The researchers’ modeled the process of meltwater percolating into the firn to explain the pattern of temperature increases they observed. The modeling showed that when melt occurs and water percolates down into the firn, it carries latent heat with it several meters downward. There, under highly insulating layers of snow, the heat from consecutive melt events accumulates and is partly stored for several years. The amount of firn warming is highly sensitive to the amount of meltwater produced at the surface, but the impact endures for an extended time, requiring more than four years for the firn temperature rise to drop below 50 percent of the peak impact from a percolation event.

“The important implication of this is that the energy delivered into the firn by percolating meltwater and released as heat by refreezing the meltwater can accumulate over multiple years,” says lead author Chris Polashenski, an adjunct assistant professor at Dartmouth’s Thayer School of Engineering and a research geophysicist at the U.S. Army Corps of Engineers Cold Regions Research and Engineering Laboratory. “Such an amplified warming within the layers of the firn is important to understanding sea level rise. A lot of the melt currently produced on the Greenland ice sheet never makes it to ocean because the firn is still cold enough to refreeze the meltwater that enters it. The accumulation of heat year after year within the firn, however, ‘ripens’ the ice sheet and makes it less capable of recapturing future melt events – a process that these observations show is well underway.“

The researchers also found that the firn warming in recent years was part of a long-term increase in meltwater percolation and was not predominantly driven by the Greenland ice sheet’s unusually widespread surface melting in 2012.

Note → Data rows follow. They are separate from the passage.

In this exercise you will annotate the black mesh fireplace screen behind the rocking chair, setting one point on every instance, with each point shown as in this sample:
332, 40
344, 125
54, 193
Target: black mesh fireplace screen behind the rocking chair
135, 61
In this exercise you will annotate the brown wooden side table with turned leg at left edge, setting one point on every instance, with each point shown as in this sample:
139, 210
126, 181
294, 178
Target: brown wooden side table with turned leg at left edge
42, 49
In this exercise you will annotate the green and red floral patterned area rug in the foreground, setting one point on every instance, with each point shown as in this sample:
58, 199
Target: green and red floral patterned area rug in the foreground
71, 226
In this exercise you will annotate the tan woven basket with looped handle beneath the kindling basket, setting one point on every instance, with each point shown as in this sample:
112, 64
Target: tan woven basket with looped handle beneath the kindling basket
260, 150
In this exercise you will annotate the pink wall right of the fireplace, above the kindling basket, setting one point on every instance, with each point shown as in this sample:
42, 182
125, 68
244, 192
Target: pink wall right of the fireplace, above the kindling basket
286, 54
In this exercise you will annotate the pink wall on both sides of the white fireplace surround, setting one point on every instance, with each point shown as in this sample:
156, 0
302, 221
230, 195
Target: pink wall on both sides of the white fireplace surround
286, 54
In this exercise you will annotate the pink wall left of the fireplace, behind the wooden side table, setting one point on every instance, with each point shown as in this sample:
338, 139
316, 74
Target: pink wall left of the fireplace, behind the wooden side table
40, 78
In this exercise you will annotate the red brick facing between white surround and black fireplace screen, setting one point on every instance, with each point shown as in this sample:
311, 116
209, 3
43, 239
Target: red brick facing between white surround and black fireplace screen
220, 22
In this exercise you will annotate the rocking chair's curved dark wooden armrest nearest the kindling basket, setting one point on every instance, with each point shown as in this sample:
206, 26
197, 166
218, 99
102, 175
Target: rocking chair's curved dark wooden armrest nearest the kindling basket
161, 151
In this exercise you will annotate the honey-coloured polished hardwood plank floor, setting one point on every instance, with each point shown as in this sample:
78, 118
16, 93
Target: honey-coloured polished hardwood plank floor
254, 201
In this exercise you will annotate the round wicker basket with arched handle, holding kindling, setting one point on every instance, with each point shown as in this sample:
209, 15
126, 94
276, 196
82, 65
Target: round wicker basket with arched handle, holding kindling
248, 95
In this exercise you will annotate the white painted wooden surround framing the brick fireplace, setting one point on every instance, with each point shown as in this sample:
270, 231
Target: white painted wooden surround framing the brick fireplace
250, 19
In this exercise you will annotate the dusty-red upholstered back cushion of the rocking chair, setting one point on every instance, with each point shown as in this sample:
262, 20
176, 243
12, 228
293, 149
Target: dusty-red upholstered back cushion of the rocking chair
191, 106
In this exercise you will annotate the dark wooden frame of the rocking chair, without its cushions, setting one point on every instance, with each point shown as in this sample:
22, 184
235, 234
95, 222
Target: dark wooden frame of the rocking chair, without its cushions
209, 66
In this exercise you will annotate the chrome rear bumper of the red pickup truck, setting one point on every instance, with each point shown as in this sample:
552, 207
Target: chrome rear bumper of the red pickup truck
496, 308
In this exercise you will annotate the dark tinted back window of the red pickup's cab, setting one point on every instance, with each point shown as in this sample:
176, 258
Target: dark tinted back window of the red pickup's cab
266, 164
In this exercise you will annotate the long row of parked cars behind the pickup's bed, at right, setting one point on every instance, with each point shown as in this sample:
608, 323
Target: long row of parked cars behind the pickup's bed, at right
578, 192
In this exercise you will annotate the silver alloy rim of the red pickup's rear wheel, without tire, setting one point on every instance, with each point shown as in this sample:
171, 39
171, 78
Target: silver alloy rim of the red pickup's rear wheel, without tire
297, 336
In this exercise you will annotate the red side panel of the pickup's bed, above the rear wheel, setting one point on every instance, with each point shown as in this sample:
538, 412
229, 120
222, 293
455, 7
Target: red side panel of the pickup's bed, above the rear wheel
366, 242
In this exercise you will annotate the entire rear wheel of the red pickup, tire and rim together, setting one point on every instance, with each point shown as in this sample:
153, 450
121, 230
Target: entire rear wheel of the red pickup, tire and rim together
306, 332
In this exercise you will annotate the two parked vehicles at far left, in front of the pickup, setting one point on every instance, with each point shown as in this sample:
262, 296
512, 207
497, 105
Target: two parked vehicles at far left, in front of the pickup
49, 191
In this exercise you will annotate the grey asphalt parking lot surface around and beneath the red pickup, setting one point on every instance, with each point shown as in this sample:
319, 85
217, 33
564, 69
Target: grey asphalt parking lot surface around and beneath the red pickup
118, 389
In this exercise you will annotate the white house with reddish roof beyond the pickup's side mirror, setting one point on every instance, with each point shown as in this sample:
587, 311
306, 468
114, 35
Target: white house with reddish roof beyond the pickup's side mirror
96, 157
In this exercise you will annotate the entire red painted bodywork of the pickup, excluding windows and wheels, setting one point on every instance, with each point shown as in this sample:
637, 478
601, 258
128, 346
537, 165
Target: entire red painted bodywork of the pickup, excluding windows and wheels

This process means that full-year average temperatures on the ice sheet are much less important than summer temperatures. “The large impact that percolation intensity has on firn temperatures and runoff production highlights a potentially obvious but important system dynamic,” Polashenski says. “Firn warming and runoff potential are much more dependent on the amount of melt produced during the warmest several days of the year than the overall annual average temperature at the site. The location of the runoff limit, and likely the amount of runoff produced from the ice sheet, is being controlled by the conditions that occur during the critical several weeks of summer when melt is possible. Conditions that favor melt during this window, such as increased episodic atmospheric transport of warm air onto the ice sheet, formation of optically thin clouds and low surface albedo (all of which are cited as contributing to the 2012 melt) will enhance percolation and cause rapid firn warming. Consecutive years with particularly active melt seasons could warm the firn and move the runoff production farther up the ice sheet than the rise in the mean annual temperature would imply and therefore have outsized impacts on sea level rise.”